Ximena knew her grandmother was right. Joaquín wouldn’t change his mind. He found her dreams disturbing, frightening even, and preferred to not discuss them with her. She’d had these strange dreams ever since she almost died from cholera, visions of things to come, though they didn’t always come to pass. Her grandmother said the dreams that helped her foresee were part of her healing gift. But to Ximena, sometimes they felt more like a curse.

The year before, she had dreamed that the baby she carried in her womb wouldn’t survive the birth. When she told Joaquín of her vision, he brushed aside her fears in his excitement, hoping it would be a boy. A boy it was, but his weak heart had stopped beating and his life had set with the sun that same day. After that, Joaquín forbade her to speak of her dreams. It was as if he blamed them. Ximena blamed herself. No matter how many times her grandmother, who’d lost children herself, said that it was the Creator who had called her baby’s spirit to return to Him, she couldn’t let go of the feeling that she had failed in her sacred duty as a mother to keep her child safe. And what good were those visions from God if there was nothing she could do to stop what she had been shown? If all they did was to prolong her pain?

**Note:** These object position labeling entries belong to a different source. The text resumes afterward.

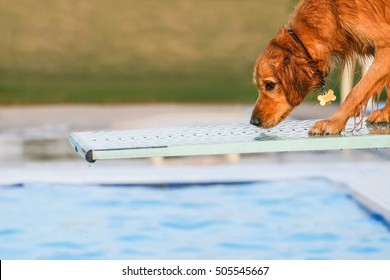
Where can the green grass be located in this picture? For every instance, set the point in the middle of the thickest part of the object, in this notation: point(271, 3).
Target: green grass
point(124, 51)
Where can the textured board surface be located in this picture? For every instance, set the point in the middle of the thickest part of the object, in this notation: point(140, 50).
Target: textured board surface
point(221, 139)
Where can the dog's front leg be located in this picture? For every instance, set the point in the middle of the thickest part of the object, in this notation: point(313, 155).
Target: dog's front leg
point(371, 83)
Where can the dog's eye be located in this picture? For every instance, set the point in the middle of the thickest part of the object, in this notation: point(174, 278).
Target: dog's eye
point(269, 86)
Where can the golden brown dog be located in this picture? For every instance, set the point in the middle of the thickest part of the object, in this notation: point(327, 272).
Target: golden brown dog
point(298, 59)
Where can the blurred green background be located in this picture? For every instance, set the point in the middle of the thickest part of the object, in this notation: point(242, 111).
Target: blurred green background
point(123, 51)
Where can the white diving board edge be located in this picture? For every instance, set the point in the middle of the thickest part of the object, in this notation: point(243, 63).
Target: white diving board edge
point(289, 136)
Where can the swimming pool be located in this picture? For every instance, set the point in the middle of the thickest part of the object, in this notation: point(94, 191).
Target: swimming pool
point(296, 219)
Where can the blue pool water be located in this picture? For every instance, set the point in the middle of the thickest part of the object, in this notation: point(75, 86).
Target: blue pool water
point(303, 219)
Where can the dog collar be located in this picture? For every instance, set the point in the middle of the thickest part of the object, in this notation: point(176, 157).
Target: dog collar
point(299, 42)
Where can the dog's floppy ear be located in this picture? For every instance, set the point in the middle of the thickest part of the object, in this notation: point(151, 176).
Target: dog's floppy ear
point(297, 78)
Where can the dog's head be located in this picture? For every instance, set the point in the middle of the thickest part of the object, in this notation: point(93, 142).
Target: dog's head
point(284, 75)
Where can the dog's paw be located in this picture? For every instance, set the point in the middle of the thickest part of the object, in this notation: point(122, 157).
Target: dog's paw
point(325, 127)
point(379, 116)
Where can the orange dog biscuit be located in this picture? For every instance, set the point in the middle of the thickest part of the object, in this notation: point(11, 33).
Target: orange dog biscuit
point(327, 98)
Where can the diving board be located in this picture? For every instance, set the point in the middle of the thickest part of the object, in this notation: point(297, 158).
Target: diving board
point(288, 136)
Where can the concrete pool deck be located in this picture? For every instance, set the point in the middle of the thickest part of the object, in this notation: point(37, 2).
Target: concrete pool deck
point(34, 148)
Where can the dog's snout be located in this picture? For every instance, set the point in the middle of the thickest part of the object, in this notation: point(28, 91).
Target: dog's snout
point(255, 121)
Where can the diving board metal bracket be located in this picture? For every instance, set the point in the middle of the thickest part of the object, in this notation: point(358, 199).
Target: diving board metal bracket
point(288, 136)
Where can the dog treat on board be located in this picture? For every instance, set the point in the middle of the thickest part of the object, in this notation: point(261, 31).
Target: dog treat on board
point(327, 98)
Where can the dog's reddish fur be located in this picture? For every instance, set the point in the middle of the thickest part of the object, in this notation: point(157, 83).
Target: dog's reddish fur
point(328, 29)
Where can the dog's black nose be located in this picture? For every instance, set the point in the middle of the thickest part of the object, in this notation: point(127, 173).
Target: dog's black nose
point(255, 121)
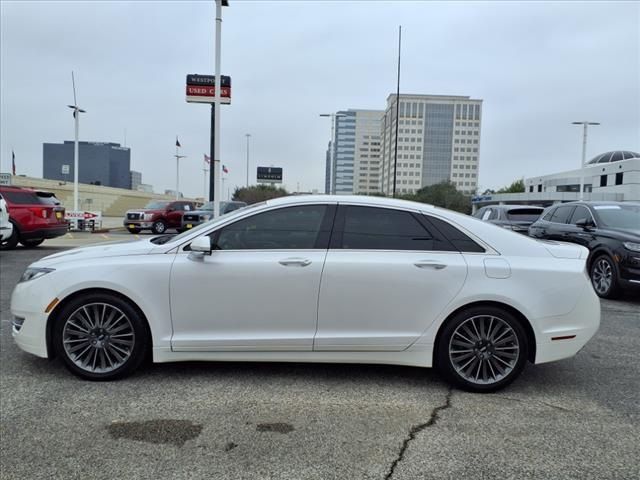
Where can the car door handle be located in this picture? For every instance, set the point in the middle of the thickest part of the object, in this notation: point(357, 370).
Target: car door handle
point(430, 264)
point(295, 262)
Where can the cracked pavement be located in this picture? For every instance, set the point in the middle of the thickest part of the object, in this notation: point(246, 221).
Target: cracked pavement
point(573, 419)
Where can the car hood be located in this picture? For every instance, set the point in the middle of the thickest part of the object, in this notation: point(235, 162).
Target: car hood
point(199, 212)
point(624, 234)
point(110, 249)
point(565, 250)
point(144, 210)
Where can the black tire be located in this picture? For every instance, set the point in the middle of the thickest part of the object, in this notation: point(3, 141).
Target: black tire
point(11, 242)
point(490, 353)
point(97, 365)
point(604, 277)
point(159, 227)
point(31, 243)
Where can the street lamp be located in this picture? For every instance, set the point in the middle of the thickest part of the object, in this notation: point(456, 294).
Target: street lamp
point(76, 117)
point(332, 170)
point(584, 124)
point(248, 135)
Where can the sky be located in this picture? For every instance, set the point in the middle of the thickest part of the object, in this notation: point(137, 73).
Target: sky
point(537, 66)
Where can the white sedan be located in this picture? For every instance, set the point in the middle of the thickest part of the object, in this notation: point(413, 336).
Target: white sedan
point(315, 279)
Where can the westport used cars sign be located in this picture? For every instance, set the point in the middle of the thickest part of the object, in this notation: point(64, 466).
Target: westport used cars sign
point(202, 89)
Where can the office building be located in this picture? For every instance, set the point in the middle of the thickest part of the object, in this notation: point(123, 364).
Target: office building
point(99, 163)
point(355, 167)
point(136, 179)
point(610, 176)
point(438, 140)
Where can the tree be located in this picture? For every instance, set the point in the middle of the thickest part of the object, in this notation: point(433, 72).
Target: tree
point(258, 193)
point(444, 195)
point(517, 186)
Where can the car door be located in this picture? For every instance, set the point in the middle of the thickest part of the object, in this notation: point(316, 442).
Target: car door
point(577, 234)
point(558, 227)
point(385, 279)
point(258, 290)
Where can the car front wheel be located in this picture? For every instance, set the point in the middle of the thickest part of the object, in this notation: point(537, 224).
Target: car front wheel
point(100, 337)
point(604, 277)
point(159, 227)
point(482, 349)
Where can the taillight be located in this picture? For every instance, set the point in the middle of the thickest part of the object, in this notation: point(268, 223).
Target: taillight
point(38, 212)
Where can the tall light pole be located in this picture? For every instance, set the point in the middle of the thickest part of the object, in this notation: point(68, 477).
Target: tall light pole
point(76, 117)
point(332, 159)
point(248, 135)
point(585, 125)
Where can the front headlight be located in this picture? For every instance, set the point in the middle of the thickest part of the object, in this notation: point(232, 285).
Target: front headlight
point(634, 247)
point(32, 273)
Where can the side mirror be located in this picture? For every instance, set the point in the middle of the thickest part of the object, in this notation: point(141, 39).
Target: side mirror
point(202, 245)
point(584, 223)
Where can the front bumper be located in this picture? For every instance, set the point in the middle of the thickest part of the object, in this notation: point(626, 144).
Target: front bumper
point(27, 307)
point(140, 224)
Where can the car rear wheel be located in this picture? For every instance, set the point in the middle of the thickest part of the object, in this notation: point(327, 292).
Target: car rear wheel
point(604, 277)
point(482, 349)
point(100, 337)
point(159, 227)
point(11, 242)
point(31, 243)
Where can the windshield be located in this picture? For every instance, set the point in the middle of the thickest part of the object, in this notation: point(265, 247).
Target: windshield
point(619, 216)
point(156, 205)
point(210, 223)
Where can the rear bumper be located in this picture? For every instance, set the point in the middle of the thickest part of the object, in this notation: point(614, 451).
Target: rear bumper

“I can’t lose Joaquín, Nana. If anything happens to him—”

“Your husband knows the risks. And he is willing to make sacrifices to do what must be done to protect his home. Would you have him do otherwise?”

She sighed. “I would rather he stay with me and be a coward than a dead hero. My father once played the hero, remember?”

Ximena was living with her family in San Antonio de Béxar, which was part of Mexico back then, when thousands of norteamericanos began pouring into the province after the Mexican government gave Stephen Austin permission to settle a colony. First farmers and cotton planters came to exploit the land with slave labor, even after Mexico abolished slavery, and then restless adventurers, squatters, and armed desperados swarmed into the region looking for a fresh start. As soon as the whites outnumbered the local Mexicans, everything changed. They took over, and then they rebelled against the Mexican central government in 1835. This was two years after her mother and brothers had died.